Text what? She’d wondered. At the time, Jason was not thriving. He’d need a liver transplant, although he didn’t qualify for one. Not yet. Not for many years, at least. He wouldn’t make it that long. She’d already called Jason’s sister, Jackie, to fly back home.
But she’d thought about it–texting. She didn’t have many friends these days, not since Conrad died and she stopped going to the club. Her relationship with daughter, Jackie, and her granddaughter was estranged, for reasons even she wasn’t sure she understood. And Jason hung over her like a shadow–she cringed at the thought of old friends asking about him. Whereas she’d once enjoyed being recognized in public, now she worried that people saw her and thought of Jason, Jason whose minor celebrity had eclipsed her own for a few years, back when he was on that reality show.
Azrael didn’t know any of these things. If she did, she never brought them up. Sometimes Azrael would text her a photo on her day off—the day she went to Disneyland with friends, or La Jolla Cove. Her dancing to a song, her moves fluid, like water down a windshield, before transitioning into something twitchy, jerky, like a machine. She would respond, short but encouraging replies: “Marvelous!” “Say hello to Mickey for me.”
She’d thought about texting Azrael back on the day that Jason died, but she didn’t know what to say. She could barely open her mouth without howling. Instead, toward the evening, before she took a Xanax and climbed into bed, she sent Azrael a picture of an orange cat that she’d caught sitting on the patio wall. She’d thought maybe it was Azrael, in bewitched form, coming to check on her. Or maybe, she thought much later, in shame, maybe it had been Jason. A few days before he died, she’d been flipping through the channels, tired of Judge Judy and The Doctors and Access Hollywood, when she’d happened upon the cartoon.
“It’s Azrael!” She exclaimed brightly, turning back to look at Jason. “Azrael from the Starbucks.”
“Who the fuck is Azrael?” He’d murmured.
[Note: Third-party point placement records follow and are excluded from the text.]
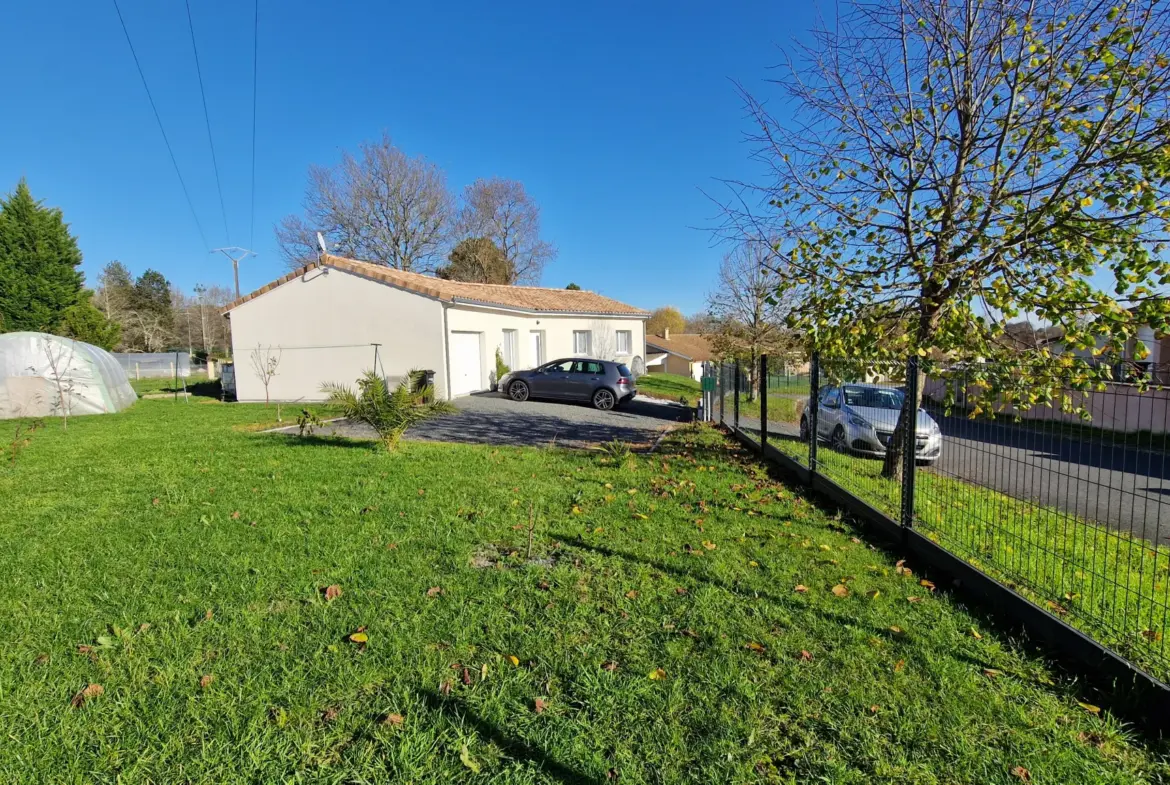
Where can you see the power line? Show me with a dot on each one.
(255, 50)
(207, 121)
(160, 129)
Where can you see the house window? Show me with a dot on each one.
(510, 350)
(625, 342)
(583, 342)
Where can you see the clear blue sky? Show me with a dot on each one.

Already his skin was jaundiced, poison swimming in his blood, his mind. “The angel of death works at Starbucks?”
Or maybe the cat on the patio simply was the angel Azrael, reminding her that he’d come through town, done his business, was heading out now, cheerio.
Azrael had finally texted her back, at some ungodly hour, the following: AZRAEL! 😺
It’s been weeks since she’s needed to come to the hospital, but every day, she still makes the drive down I-5 toward Hillcrest, pays eight dollars for hospital parking, and heads to the coffee shop. She’s almost made it through every coffee on the entire menu. But sometimes she wonders if this is enough—the primping, the outfits, the library books, the stolen minutes of Azrael’s time—to keep herself from disappearing. To keep herself from becoming trapped in that place in which you become wholly invisible to everyone but yourself, moving around in a hamster ball, unable to hear or touch. Unable to stop your own momentum if you find you’ve rolled the wrong way.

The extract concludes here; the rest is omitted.